Minneapolis, MN – Target announced Thursday it will eliminate approximately 1,800 corporate positions, a move the retail giant states is aimed at streamlining decision-making and accelerating efforts to regain its customer base. The layoffs, representing about 8% of Target’s global corporate workforce, will primarily impact employees at its Minneapolis headquarters.

Roughly 1,000 employees are expected to receive layoff notices next week, with an additional 800 vacant positions also being eliminated, according to a company spokesperson.

Chief Operating Officer Michael Fiddelke, who is slated to become Target’s next CEO on February 1st, informed personnel of the downsizing in a note issued Thursday. Fiddelke requested Minneapolis office employees work from home next week, with further details to be provided on Tuesday.

“The truth is, the complexity we’ve created over time has been holding us back,” Fiddelke, a 20-year Target veteran, wrote in his note. “Too many layers and overlapping work have slowed decisions, making it harder to bring ideas to life.”

Target, operating approximately 1,980 U.S. stores, has faced increasing competition from Walmart and Amazon in recent years, particularly as inflation has led shoppers to curb discretionary spending.
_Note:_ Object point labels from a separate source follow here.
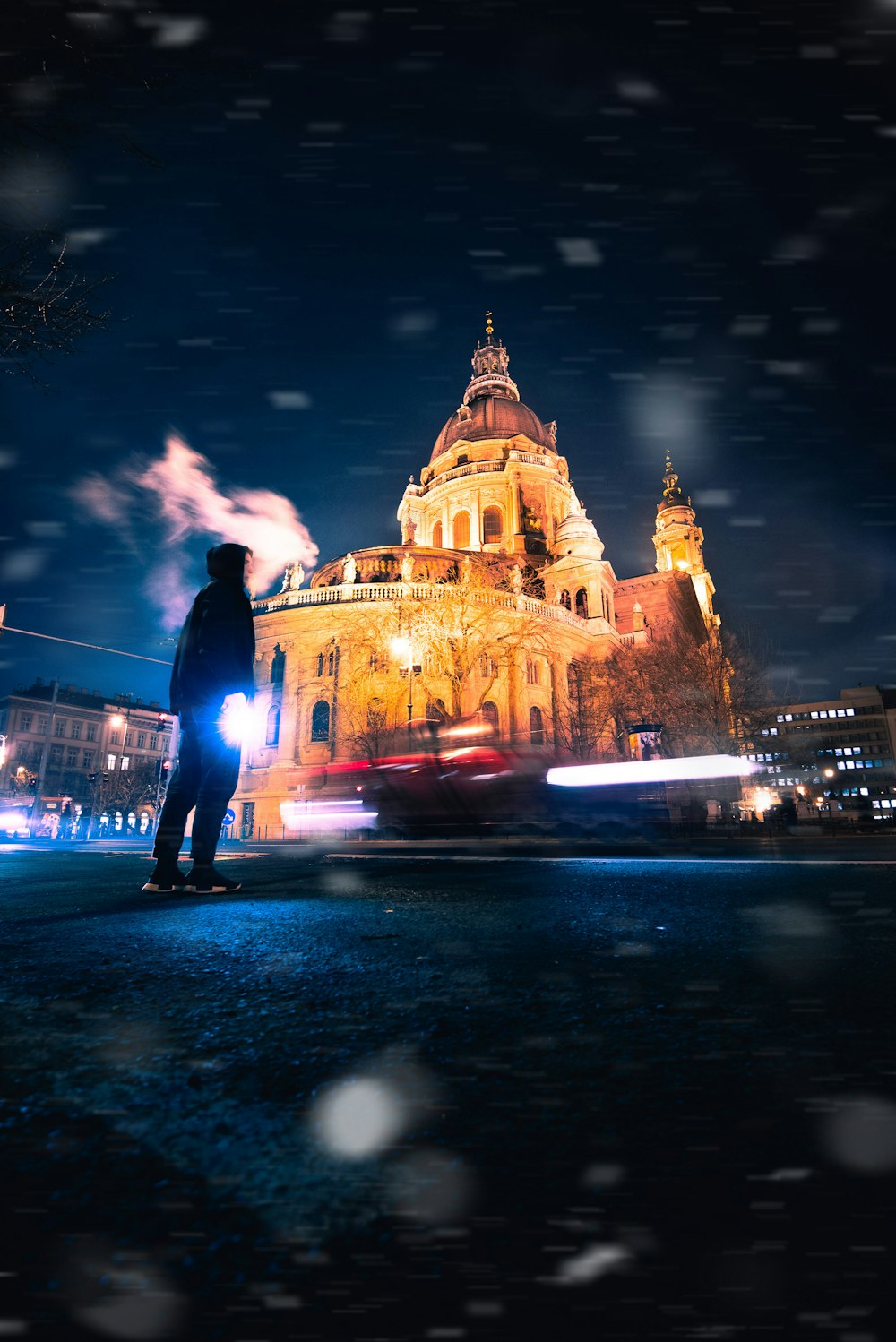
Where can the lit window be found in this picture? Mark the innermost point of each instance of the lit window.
(461, 530)
(272, 733)
(278, 665)
(321, 721)
(493, 525)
Customers have also voiced concerns regarding store conditions and merchandise selection, which some feel no longer aligns with the retailer’s once-renowned “Tarzhay” aesthetic.

Fiddelke outlined his three urgent priorities upon his August announcement as incoming CEO: re-establishing the company’s leadership in merchandise selection and display, enhancing the customer experience through consistently stocked shelves and clean stores, and investing in technology.

He reiterated these goals in his message to employees, characterizing the layoffs as a “necessary step in building the future of Target and enabling the progress and growth we all want to see.”

“Adjusting our structure is one part of the work ahead of us. It will also require new behaviors and sharper priorities that strengthen our retail leadership in style and design and enable faster execution,” Fiddelke added.

Target has reported flat or declining comparable sales in nine of the past eleven quarters. The company’s second-quarter report in August showed a 1.9% dip in comparable sales and a 21% decrease in net income.

The job cuts will not affect store employees or workers in Target’s sorting, distribution, or other supply chain facilities. Corporate employees impacted by the layoffs will receive pay and benefits until January 8th, in addition to severance packages.